1. Sonntag nach Epiphanias, mit Einführung neuer Kirchenvorsteher

In dem Gottesdienst wurden drei Kirchenvorsteher, die ihr Amt abgegeben haben, entpflichtet, und drei Personen, die nun  als Kirchenvorsteher bzw. Kirchenvorsteherin beginnen. eingeführt.

 

Matthäus 3, 13- 17

13  Zu der Zeit kam Jesus aus Galiläa an den Jordan zu Johannes, dass er sich von ihm taufen ließe.
14 Aber Johannes wehrte ihm und sprach: Ich bedarf dessen, dass ich von dir getauft werde, und du kommst zu mir?
15 Jesus aber antwortete und sprach zu ihm: Lass es jetzt geschehen! Denn so gebührt es uns, alle Gerechtigkeit zu erfüllen. Da ließ er’s geschehen.
16 Und als Jesus getauft war, stieg er alsbald herauf aus dem Wasser.
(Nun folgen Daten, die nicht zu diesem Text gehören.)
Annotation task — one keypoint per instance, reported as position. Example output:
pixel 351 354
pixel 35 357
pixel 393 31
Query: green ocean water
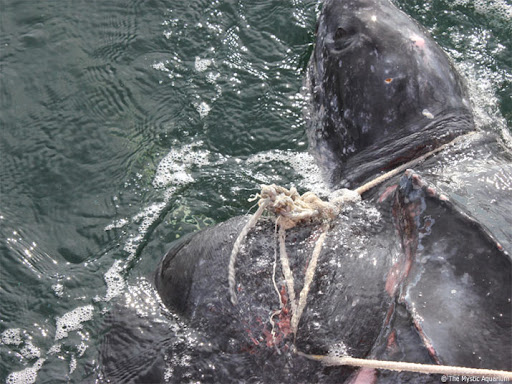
pixel 125 125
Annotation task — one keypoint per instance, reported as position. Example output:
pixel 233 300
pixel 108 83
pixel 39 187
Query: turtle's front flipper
pixel 458 282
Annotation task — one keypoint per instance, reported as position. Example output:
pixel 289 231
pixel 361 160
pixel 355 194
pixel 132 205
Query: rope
pixel 236 248
pixel 409 367
pixel 380 179
pixel 308 279
pixel 292 209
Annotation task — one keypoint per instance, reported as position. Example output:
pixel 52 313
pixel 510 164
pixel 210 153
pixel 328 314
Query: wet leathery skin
pixel 382 91
pixel 458 289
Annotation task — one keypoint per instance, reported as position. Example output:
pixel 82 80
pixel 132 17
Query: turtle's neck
pixel 395 151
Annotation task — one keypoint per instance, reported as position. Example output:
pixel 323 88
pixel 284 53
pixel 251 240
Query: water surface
pixel 128 124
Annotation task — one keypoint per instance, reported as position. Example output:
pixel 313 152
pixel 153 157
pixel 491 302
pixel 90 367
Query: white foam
pixel 26 376
pixel 117 224
pixel 30 351
pixel 161 66
pixel 202 65
pixel 73 320
pixel 175 167
pixel 12 336
pixel 203 109
pixel 302 163
pixel 58 289
pixel 72 364
pixel 114 280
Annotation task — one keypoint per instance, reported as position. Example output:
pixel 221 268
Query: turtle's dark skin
pixel 419 271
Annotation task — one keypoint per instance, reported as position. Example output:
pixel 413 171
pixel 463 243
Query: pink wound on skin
pixel 418 41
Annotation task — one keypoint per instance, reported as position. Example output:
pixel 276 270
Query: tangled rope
pixel 291 209
pixel 401 366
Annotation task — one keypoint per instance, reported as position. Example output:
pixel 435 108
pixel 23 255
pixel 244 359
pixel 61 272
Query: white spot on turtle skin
pixel 418 41
pixel 427 114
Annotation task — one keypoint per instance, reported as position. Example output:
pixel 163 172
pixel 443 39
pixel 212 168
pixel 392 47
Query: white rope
pixel 236 248
pixel 287 272
pixel 308 279
pixel 409 367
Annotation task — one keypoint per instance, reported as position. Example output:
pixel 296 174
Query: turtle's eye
pixel 340 33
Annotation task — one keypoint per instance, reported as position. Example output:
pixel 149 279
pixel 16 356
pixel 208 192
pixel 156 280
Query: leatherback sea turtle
pixel 410 273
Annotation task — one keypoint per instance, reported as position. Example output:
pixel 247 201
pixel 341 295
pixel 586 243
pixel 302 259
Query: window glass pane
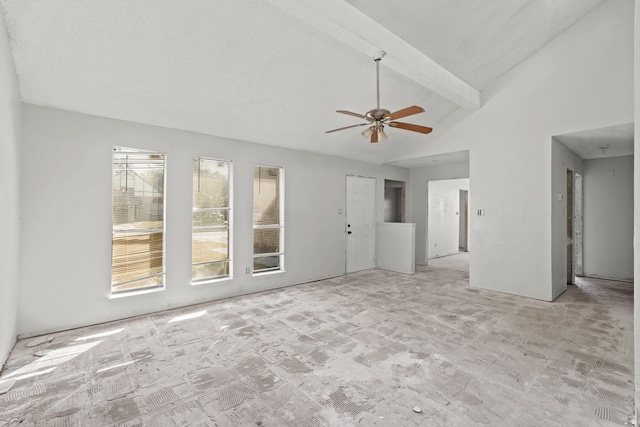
pixel 266 196
pixel 206 271
pixel 271 262
pixel 211 218
pixel 138 220
pixel 210 245
pixel 266 240
pixel 149 282
pixel 138 190
pixel 210 183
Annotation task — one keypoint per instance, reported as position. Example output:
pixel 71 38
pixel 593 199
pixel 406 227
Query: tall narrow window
pixel 137 246
pixel 210 251
pixel 268 219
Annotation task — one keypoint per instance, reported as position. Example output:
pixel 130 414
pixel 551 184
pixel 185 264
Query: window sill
pixel 121 295
pixel 212 281
pixel 267 273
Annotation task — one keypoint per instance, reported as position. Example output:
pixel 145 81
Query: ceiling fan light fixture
pixel 368 132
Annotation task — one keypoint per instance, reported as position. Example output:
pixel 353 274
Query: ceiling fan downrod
pixel 378 57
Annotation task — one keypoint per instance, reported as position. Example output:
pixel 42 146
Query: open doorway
pixel 570 220
pixel 394 201
pixel 592 206
pixel 463 228
pixel 447 221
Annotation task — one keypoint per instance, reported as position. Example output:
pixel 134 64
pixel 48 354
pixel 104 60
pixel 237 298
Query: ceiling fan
pixel 379 117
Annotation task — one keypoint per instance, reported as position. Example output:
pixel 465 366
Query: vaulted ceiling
pixel 274 71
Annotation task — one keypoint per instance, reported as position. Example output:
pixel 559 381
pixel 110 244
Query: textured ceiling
pixel 256 71
pixel 611 141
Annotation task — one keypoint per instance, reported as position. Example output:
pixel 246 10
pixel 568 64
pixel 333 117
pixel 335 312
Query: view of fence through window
pixel 211 212
pixel 268 226
pixel 137 255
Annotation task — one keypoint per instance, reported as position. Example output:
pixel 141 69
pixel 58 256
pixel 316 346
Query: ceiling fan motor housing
pixel 377 114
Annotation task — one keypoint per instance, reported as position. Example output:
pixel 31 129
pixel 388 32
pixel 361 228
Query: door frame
pixel 347 232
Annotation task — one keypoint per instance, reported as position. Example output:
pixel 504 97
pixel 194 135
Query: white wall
pixel 636 204
pixel 417 199
pixel 583 79
pixel 443 216
pixel 66 194
pixel 608 218
pixel 10 129
pixel 561 160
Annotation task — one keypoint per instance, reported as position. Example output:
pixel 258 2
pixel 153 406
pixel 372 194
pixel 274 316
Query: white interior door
pixel 361 223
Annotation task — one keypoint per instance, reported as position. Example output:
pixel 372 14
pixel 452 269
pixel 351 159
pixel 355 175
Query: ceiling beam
pixel 344 22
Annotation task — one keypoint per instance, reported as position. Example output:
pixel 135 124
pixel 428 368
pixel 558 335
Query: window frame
pixel 228 227
pixel 137 290
pixel 280 226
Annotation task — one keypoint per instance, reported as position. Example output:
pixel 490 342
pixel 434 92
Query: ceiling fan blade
pixel 347 127
pixel 409 111
pixel 409 126
pixel 349 113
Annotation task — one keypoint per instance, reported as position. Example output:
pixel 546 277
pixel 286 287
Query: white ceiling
pixel 274 71
pixel 612 141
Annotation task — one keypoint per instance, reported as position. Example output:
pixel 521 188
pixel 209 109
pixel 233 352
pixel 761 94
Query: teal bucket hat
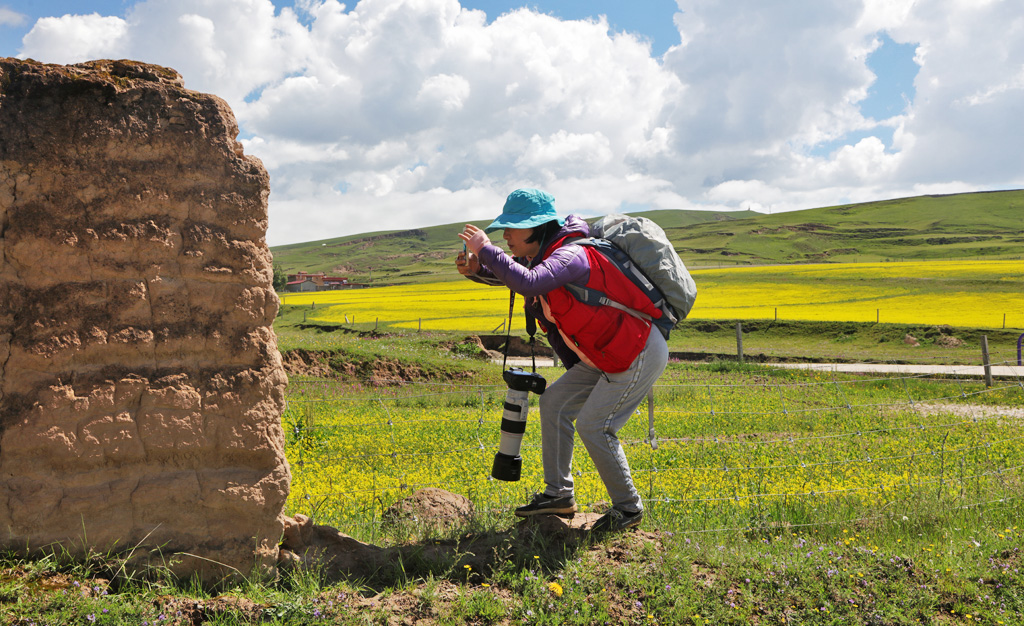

Und siehe, da tat sich ihm der Himmel auf, und er sah den Geist Gottes wie eine Taube herabfahren und über sich kommen.
17 Und siehe, eine Stimme vom Himmel herab sprach: Dies ist mein lieber Sohn, ban dem ich Wohlgefallen habe.

Liebe Gemeinde.
Das Wort „Berufung“ hat mehrere Bedeutungen. So hat unser Kirchengemeinderat gerade drei Menschen dazu „berufen“, in diesem Gremium mitzuarbeiten. Das sieht das Kirchenrecht so vor, wenn andere ausscheiden, bevor Neuwahlen angesetzt sind. In dem Fall ist eine „Berufung“ ein bestimmtes, rechtliches Vorgehen, eine amtliche Ernennung für eine zeitlich begrenzte Aufgabe.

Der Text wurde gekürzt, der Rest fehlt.